Yesterday, Mark O'Mara, who represents George Zimmerman, filed a motion for anonymous and sequestered jurors. As some may recall, Mr. O'Mara is representing Mr. Zimmerman in his upcoming second-degree murder trial for the death of Trayvon Martin. The motion, which primarily focuses on obtaining an anonymous jury, is available here. If granted, the motion would not require a completely anonymous jury. Attorneys and court personnel would still have access to the names of the jurors.
Historically, anonymous juries were relegated to cases where juror safety was an issue or when the judge thought that someone might try to influence the jury's verdict. However, judges are now increasingly empanelling anonymous juries in the name of juror privacy. For more background information on anonymous juries go here.
In filing his motion, Mr. O'Mara asserts that
[T]his case is different than most cases because in this case, in that it is Mr. Zimmerman who requests an anonymous jury. Mr. Zimmerman believes that juror anonymity will promote an atmosphere in which jurors can hear evidence and deliberate without fear of reprisal or harassment.

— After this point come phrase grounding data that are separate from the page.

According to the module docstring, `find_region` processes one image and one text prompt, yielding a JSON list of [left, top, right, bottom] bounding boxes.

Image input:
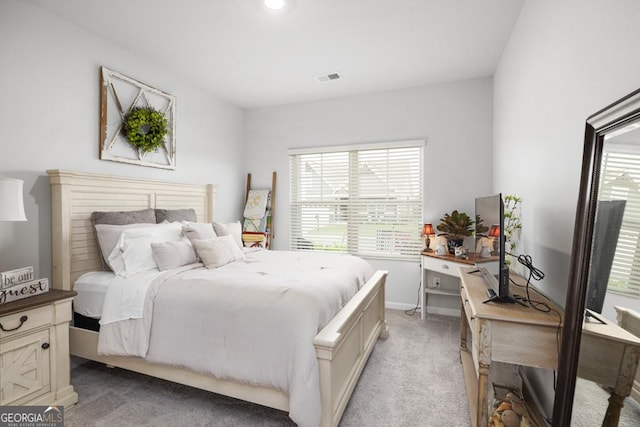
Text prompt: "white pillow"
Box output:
[[212, 221, 243, 250], [151, 239, 197, 271], [182, 222, 217, 242], [95, 223, 158, 269], [192, 236, 245, 269], [107, 222, 184, 277]]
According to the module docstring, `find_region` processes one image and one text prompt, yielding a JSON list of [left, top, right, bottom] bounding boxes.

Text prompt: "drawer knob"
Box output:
[[41, 342, 50, 350], [0, 315, 28, 332], [442, 265, 449, 269]]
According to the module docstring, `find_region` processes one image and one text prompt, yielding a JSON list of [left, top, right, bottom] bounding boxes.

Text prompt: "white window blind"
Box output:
[[598, 146, 640, 298], [289, 141, 423, 260]]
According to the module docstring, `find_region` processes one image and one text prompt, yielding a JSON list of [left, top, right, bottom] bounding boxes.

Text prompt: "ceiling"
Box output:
[[30, 0, 525, 109]]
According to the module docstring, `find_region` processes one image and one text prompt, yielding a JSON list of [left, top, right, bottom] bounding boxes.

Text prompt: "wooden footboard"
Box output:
[[315, 270, 389, 427]]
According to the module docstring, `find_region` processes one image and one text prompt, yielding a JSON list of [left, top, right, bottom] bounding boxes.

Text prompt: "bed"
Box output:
[[47, 169, 388, 427]]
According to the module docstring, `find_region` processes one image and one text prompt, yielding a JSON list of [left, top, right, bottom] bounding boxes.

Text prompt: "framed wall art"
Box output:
[[99, 66, 176, 169]]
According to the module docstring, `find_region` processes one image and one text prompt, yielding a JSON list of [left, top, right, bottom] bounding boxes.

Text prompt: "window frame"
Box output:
[[288, 140, 424, 261], [598, 142, 640, 299]]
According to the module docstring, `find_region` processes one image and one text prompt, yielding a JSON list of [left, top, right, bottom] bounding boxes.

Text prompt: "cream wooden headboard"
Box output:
[[47, 170, 216, 291]]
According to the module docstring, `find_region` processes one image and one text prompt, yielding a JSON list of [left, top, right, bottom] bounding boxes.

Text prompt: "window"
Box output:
[[289, 141, 424, 260], [598, 144, 640, 298]]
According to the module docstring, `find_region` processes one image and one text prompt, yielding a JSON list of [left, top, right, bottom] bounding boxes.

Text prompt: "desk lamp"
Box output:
[[1, 177, 28, 282], [0, 177, 27, 222], [422, 223, 434, 252], [488, 224, 500, 254]]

Mr. O'Mara also claims that
If this Court fails to protect the privacy of Mr. Zimmerman's potential jurors it will endanger his rights to due process of law and a fair trial by an impartial jury.
The motion also makes several references to the Casey Anthony jurors who were subject to extensive criticism for their verdict. I am not sure how the government is going to react to this motion but I am sure that the media will seek to intervene and respond. Generally speaking, if a trial judge wants to use an anonymous jury, she has to make factual findings as to why one is necessary.